In a high school in Nevada last Monday, Tesla officials, together with education leaders from the state, announced a new effort to encourage students to pursue robotics. The new program, which is part of Tesla’s initiatives to promote the STEM field to students, was unveiled at the Cimarron-Memorial High School in Las Vegas, NV.

Last month, Tesla announced that it would be releasing the first $1.5 million of the company’s pledged $37.5 million grant to Nevada’s education sector. The grant was outlined in the company’s documents from October 2014, where Tesla listed the $37.5 million donation as part of Gigafactory 1’s incentive package. Tesla pledged to make direct contributions to the state’s K-12 programs in its filings to the state, as part of a program that would provide opportunities for students who would like to pursue STEM-related careers.

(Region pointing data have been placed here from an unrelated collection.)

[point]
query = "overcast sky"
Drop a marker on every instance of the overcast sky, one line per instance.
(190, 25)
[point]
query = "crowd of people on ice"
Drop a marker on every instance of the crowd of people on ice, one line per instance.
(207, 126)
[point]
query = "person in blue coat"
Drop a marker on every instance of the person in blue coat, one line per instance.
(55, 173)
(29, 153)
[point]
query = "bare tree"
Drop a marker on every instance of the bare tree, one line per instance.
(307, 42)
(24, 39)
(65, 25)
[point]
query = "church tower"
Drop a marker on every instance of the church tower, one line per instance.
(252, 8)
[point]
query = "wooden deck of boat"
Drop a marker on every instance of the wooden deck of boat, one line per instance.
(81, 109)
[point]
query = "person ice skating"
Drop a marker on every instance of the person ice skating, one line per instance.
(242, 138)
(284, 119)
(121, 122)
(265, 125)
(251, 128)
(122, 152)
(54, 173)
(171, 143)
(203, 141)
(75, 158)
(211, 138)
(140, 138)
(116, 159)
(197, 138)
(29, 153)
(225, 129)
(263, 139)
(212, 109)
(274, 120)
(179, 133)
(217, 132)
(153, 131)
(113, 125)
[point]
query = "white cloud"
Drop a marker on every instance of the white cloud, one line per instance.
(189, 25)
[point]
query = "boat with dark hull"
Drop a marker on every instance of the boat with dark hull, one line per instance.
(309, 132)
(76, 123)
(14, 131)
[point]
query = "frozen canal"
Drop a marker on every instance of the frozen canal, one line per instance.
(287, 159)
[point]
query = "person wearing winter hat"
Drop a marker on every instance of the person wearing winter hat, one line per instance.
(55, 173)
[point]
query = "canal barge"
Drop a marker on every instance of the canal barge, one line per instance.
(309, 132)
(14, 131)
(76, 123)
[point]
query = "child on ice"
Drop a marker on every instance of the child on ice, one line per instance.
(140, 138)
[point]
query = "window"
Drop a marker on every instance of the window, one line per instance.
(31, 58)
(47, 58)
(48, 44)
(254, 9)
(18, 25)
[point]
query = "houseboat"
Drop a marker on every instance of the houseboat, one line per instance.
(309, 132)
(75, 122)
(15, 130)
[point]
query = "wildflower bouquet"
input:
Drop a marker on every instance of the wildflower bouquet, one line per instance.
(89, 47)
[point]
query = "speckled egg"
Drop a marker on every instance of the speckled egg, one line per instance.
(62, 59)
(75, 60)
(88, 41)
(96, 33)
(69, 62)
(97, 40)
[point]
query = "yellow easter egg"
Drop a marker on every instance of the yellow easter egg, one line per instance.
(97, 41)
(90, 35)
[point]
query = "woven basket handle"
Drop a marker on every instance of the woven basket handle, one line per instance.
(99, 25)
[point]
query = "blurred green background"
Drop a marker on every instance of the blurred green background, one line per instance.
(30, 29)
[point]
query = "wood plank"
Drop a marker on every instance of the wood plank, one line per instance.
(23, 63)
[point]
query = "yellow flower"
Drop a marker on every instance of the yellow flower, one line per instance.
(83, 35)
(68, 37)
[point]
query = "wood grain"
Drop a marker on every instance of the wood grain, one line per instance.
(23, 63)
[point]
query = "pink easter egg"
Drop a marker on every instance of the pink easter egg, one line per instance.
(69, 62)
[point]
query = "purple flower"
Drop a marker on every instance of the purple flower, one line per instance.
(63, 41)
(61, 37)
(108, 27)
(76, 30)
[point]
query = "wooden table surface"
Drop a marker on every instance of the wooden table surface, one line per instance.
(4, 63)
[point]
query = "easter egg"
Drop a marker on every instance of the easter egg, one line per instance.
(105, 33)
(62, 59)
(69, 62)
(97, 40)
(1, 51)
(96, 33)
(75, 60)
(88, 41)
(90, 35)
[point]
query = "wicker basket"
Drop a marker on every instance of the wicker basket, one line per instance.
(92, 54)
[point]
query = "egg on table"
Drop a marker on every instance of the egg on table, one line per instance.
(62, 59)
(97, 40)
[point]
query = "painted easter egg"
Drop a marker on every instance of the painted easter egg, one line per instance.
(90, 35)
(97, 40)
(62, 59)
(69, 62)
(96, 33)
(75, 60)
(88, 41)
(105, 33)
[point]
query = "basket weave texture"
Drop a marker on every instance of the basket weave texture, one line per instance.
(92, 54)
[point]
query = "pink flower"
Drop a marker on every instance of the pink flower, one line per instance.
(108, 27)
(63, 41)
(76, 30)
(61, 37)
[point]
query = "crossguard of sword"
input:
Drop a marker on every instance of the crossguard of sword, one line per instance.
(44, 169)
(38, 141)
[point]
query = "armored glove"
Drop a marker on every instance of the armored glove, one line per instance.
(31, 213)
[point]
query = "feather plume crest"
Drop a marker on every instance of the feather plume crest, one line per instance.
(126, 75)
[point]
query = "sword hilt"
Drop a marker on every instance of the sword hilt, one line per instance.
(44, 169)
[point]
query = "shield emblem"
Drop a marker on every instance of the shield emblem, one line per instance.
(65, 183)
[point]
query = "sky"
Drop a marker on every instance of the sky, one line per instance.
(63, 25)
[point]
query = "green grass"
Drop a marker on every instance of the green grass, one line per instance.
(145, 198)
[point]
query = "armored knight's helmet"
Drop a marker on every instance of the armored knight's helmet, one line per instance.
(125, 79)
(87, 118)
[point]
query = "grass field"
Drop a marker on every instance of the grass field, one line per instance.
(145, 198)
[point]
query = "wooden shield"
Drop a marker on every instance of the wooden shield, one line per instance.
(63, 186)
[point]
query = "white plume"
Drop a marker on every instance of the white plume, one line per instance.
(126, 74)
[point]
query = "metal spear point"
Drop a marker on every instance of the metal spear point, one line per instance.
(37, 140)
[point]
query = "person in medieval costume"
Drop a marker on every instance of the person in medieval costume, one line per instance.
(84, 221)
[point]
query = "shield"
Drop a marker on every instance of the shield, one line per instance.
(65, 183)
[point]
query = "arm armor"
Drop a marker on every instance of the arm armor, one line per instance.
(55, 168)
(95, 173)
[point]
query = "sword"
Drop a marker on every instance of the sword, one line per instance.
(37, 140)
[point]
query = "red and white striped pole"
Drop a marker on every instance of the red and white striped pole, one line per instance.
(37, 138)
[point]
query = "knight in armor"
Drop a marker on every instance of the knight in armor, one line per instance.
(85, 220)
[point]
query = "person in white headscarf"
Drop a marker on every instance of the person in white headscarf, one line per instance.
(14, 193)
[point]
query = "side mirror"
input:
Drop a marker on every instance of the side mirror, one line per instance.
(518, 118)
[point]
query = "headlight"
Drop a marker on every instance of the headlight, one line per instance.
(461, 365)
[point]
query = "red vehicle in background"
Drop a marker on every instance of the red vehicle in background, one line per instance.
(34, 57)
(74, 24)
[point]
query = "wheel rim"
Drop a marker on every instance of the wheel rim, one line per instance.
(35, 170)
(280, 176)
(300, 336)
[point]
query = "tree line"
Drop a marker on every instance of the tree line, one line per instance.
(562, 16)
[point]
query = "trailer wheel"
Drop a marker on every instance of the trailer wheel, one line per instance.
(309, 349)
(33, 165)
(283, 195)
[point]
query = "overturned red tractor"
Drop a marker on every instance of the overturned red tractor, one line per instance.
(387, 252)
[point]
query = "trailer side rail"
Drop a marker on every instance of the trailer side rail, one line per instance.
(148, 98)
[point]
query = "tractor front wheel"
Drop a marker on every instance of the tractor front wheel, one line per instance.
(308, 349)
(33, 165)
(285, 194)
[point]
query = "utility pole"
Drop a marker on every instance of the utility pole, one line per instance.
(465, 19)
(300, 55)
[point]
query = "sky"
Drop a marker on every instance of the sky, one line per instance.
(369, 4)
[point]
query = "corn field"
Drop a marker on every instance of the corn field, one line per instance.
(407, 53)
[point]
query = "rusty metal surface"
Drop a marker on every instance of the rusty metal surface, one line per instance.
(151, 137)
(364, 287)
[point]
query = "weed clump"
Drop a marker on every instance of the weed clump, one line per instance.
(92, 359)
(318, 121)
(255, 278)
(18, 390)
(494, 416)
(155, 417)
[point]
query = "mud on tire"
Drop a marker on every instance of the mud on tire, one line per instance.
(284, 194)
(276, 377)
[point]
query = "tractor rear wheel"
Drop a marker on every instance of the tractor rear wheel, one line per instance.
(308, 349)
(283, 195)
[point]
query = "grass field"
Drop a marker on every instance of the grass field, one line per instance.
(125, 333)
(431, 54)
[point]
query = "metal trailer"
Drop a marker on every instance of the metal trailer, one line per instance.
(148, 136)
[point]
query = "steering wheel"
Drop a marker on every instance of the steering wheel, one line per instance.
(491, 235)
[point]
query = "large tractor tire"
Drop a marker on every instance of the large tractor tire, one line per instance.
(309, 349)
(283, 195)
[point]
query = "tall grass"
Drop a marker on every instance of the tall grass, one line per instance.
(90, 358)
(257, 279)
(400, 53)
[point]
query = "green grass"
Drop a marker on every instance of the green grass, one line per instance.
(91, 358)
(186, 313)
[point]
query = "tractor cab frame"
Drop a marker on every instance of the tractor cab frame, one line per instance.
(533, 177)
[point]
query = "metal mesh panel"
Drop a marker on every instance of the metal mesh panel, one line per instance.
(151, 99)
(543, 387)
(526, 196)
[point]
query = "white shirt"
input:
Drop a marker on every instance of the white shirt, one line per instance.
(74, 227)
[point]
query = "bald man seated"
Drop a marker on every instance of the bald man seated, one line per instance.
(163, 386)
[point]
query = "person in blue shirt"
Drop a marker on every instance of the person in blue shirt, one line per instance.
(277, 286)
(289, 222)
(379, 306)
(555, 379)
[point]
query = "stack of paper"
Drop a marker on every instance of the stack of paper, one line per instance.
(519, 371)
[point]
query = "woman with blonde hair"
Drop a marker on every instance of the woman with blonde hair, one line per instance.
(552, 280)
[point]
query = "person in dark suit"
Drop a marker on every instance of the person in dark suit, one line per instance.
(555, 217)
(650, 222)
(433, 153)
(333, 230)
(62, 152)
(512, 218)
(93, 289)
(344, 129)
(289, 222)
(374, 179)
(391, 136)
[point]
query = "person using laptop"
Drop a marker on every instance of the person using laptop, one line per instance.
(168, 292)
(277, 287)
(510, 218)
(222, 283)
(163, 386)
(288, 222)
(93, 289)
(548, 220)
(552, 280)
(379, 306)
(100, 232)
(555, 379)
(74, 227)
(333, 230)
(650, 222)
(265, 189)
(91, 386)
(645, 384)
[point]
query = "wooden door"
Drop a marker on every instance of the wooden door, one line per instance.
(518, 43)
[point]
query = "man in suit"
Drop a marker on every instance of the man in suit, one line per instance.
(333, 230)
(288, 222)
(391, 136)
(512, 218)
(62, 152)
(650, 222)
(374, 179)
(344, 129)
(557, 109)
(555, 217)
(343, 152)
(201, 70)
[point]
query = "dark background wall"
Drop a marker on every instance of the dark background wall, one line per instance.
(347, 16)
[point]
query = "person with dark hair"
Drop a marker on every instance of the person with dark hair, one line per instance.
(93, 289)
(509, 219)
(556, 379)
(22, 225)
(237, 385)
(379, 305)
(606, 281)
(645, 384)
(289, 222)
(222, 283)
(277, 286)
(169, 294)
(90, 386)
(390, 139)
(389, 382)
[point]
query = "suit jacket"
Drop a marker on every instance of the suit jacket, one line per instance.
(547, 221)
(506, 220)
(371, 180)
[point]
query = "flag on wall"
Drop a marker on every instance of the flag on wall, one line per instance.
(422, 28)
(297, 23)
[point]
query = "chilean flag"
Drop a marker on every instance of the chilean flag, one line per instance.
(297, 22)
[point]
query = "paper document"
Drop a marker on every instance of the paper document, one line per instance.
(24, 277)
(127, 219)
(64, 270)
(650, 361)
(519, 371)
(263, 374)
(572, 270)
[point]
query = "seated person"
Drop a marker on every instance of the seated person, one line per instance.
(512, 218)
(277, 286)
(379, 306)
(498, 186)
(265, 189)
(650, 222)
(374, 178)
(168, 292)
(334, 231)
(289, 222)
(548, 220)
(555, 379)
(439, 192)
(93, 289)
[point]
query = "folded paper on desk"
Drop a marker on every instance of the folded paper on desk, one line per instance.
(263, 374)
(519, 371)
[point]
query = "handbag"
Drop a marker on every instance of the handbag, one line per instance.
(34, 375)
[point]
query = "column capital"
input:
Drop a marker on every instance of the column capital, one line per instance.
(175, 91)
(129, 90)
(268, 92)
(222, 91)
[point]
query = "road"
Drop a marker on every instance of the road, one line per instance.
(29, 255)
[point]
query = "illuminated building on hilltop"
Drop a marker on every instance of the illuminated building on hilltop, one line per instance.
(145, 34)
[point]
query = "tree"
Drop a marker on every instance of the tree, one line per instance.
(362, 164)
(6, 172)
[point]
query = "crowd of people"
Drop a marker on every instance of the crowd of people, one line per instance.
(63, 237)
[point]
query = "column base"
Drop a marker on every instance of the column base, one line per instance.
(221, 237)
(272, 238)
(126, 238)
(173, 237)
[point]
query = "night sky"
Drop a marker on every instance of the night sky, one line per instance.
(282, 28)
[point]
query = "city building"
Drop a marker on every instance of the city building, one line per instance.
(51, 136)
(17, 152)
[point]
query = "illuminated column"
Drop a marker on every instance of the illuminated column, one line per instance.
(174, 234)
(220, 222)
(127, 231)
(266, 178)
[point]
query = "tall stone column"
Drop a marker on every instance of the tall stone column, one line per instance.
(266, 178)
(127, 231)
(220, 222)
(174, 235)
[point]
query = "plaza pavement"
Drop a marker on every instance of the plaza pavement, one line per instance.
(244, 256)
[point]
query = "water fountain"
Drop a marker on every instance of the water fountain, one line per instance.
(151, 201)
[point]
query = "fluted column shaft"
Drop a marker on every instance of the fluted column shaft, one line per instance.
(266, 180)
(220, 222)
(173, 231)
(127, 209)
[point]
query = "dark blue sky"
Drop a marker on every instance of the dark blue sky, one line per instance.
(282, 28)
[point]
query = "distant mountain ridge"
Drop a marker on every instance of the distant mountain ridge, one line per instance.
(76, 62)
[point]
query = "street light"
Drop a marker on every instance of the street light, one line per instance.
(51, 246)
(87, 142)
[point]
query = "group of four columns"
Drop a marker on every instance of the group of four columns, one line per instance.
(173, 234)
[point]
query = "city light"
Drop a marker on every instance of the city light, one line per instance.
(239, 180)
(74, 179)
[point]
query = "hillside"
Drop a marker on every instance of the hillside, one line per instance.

Cimarron-Memorial High School’s students fit the bill for Tesla’s target demographic. The high school current hosts a robotics team named the High Rollers (also known as FIRST Team 987), which has garnered several wins from competitions under their belt. Students from Cimarron-Memorial have also been involved in mentoring other robotics teams throughout the Clark County School District in Nevada.

For their efforts and the progress the school has made so far in its robotics program, Tesla awarded Cimarron-Memorial with its first-ever Tesla Spark Inspiration Award. Together with other STEM-focused nonprofits such a FIRST, Tesla is now looking to build on the high school’s success, with a goal of establishing a robotics team in every school in the state. In a statement to local news network Las Vegas Now, Cimarron-Memorial High School student Jessica Spierer noted that she is glad to be part of the emerging robotics field.

“The economy and everything is changing, and the world is changing into technology and more robots and more technical fields, and it’s very good to get into it. I’m very happy to be in it,” she said.